Wie Mutter Zollner berichtet,  ist das Handy ein wichtiger Begleiter von Charly, wie bei allen anderen Jugendlichen auch bei uns. Nachmittags seien die Kids oft mit dem Fahrrad rumgefahren oder hätten Gesellschafts-Spiele gespielt. So habe ihre Familie der Gastschülerin alle möglichen Spiele wie Phase 10, Watten und Poker beigebracht.

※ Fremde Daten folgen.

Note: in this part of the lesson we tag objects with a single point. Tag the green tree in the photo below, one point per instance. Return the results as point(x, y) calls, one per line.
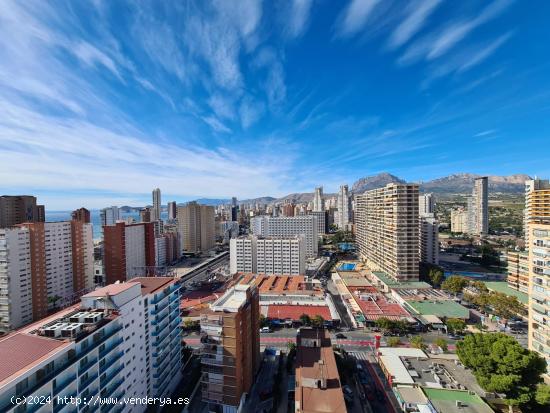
point(501, 365)
point(393, 341)
point(318, 321)
point(454, 284)
point(305, 320)
point(542, 396)
point(455, 325)
point(441, 342)
point(418, 342)
point(384, 323)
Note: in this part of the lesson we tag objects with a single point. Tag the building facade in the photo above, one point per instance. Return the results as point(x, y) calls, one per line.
point(128, 251)
point(426, 204)
point(109, 216)
point(518, 270)
point(230, 352)
point(537, 199)
point(305, 225)
point(429, 239)
point(157, 205)
point(268, 255)
point(16, 209)
point(342, 215)
point(197, 227)
point(318, 201)
point(388, 230)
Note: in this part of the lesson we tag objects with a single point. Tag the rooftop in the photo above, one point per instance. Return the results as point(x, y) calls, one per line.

Eine neue Erfahrung machte Charly in der Weihnachtszeit. Kein Wunder, ist doch bei ihr Zuhause gerade Hochsommer. So gebe es keine Adventszeit mit Plätzchenbacken, keinen Nikolaus,  keine Weihnachtsmärkte und die Christbäume seien aus Plastik – wegen der Hitze. Selbst an Heilig Abend gehe sie mit der ganzen Familie noch surfen, wohnt sie doch nur fünf Gehminuten vom Strand entfernt. Zu Weihnachten gebe es aber auch bei ihr zu Hause Geschenke, allerdings erst am 25. Dezember.

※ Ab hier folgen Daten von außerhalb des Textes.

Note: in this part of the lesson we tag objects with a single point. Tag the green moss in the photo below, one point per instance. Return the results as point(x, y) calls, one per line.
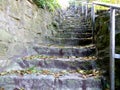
point(51, 5)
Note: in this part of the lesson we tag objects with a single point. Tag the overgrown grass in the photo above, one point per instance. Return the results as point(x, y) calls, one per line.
point(51, 5)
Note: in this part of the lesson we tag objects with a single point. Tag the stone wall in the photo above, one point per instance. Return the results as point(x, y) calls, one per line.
point(102, 38)
point(22, 24)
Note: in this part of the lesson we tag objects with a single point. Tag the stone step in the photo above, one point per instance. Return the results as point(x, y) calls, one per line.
point(68, 41)
point(82, 51)
point(50, 82)
point(57, 63)
point(73, 35)
point(75, 30)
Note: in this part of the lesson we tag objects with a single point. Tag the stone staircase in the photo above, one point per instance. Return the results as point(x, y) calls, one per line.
point(66, 62)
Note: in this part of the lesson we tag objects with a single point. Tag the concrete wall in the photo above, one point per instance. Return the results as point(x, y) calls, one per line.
point(22, 24)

Die Zollners haben mit ihr Weihnachtsmärkte in Würzburg, München und Veitshöchheim besucht. Der Veitshöchheimer (Foto Zollner) hat ihr am besten gefallen, so Charly, weil er so übersichtlich war.

Ursula Zollner: "Es war mit ihr sehr unkompliziert, weil sie alles mitgemacht hat." So habe sie auch den Tanzkursabschlussball von Julius mitgemacht, ohne tanzen zu können.

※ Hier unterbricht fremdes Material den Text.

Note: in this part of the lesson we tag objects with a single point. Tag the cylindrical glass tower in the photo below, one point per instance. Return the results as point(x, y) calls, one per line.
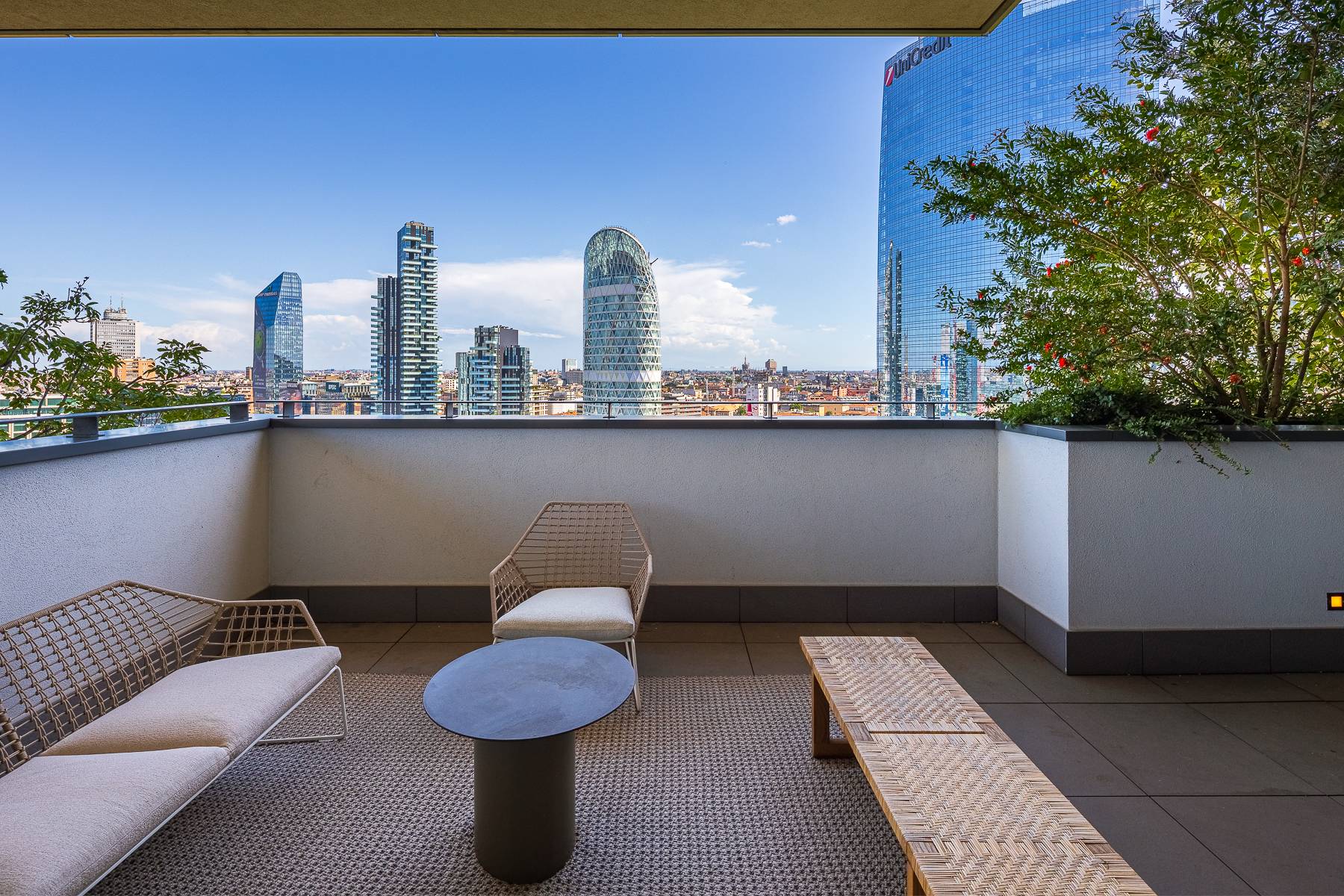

Sie habe alles probiert oder gegessen und sich auch wacker durch die Winzerplatte in der Veitshöchheimer Heckenwirtschaft gekämpft.

Mittags habe sie bei ihr zu Hause gegessen oder auch in der Schülerlounge, wenn sie nachmittags Unterricht hatte.

 

 

Bei ihrem Aufenthalt in Veitshöchheim sah die australische Schülerin viele verschiedene Seiten des Lebens in Deutschland. Keine Frage, dass die Zollners mit ihrem Gast nicht nur Veitshöchheim mit seinem Hofgarten und Würzburg besichtigten. Es ging auch ins neue Nautiland. Ausflüge führten nach München, am letzten Wochenende nach Berlin und auch einige Tage nach Regensburg zur Oma von Julius. Hier hatte es Charly besonders die typisch bayerischen Gerichte wie Schweinshaxe mit Semmelknödel und Sauerkraut oder Schweinebraten mit Knödel und Blaukraut und Wiener Schnitzel angetan.

Das Mädchen hat aber nicht nur bei der Gastfamilie, sondern auch bei einem einwöchigen GDANSA-Workcamp Anfang Januar in einer Jugendherberge in Osterrode zusammen mit den 22 übrigen australischen Teilnehmern des Schüleraustausches gute Einblicke in das Leben hierzulande gewinnen können.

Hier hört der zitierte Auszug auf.